Zimoun – Art Museum de Lugano
Art Museum of Lugano in Switzerland: 36 ventilators + 4.7m³ packing chips is the new installation by Zimoun, the Bern-based artist known for his architecturally-minded platforms of sound. Zimoun yet again extends his installation inventory. Converting nine of the museum’s towering window spaces into ‘ventilation chambers’ (four ventilators are installed in each window) and filling them with polystyrene, Zimoun unleashes a perfect ‘plastic storm.’ Congregating into a mass that’s neither solid, gaseous nor liquid, the flakes perform a violent, otherworldy dance. With the phenonema trapped behind glass, we get to watch in wonder from the safety of the outside.
“Even though the swirling of the polystyrene in the depth of each of the windows is actually limited to that space, we have the impression that the movement is propagating to the whole length of the Limonaia. To the visual effect adds the ticking of chips on the window panes, which could remind a thin but insistent rain.
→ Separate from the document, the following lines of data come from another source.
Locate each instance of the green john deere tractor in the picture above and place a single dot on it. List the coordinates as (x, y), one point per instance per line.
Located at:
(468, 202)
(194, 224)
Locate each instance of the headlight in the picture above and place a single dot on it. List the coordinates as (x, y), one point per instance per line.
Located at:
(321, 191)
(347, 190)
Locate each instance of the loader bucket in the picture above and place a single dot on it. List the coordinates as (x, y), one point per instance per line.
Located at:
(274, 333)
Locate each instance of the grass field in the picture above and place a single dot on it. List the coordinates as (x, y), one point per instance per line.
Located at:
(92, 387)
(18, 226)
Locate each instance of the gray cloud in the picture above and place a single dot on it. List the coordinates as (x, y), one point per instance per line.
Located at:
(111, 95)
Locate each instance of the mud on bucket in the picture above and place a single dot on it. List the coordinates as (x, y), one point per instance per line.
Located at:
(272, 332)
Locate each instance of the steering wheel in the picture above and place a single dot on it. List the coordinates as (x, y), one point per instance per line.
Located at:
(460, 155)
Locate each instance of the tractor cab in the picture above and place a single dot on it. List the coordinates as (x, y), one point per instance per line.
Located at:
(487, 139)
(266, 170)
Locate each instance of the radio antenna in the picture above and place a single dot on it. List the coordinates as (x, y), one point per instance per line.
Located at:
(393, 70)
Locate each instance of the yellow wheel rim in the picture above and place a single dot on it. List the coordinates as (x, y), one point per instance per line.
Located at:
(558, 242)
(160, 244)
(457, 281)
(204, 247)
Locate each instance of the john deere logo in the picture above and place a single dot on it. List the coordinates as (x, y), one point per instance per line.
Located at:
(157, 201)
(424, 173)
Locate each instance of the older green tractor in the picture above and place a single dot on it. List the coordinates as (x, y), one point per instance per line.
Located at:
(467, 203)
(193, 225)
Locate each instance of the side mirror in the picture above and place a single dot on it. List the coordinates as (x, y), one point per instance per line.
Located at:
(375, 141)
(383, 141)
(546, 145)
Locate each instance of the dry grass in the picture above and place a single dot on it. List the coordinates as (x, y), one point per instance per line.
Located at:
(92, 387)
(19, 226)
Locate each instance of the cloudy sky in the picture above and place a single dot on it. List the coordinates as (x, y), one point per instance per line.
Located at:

If, instead, we cross the threshold and get inside the space, the perception produced by the ebb and flow of the chips changes radically becoming more abstract; the movement appears mechanical rather than natural, the buzzing of the ventilators covers up the ticking of the polystyrene on the windows and thus reveals the artificial origin of the motion.”
“Zimoun’s installation fascinates us because it reveals what is otherwise invisible: the absolute precision of the mechanisms lying behind the unpredictability of all phenomena. The simplicity and perfection of the works of the artist, which is clearly expressed here by the neat setting of the ventilators, the alignment of the supply cables, the pure white of the polystyrene, produces effects that, as they sum up, greatly exceed our power of understanding.”
Text by Guido Comis and Cristina Sonderegger, published in the exhibition catalogue.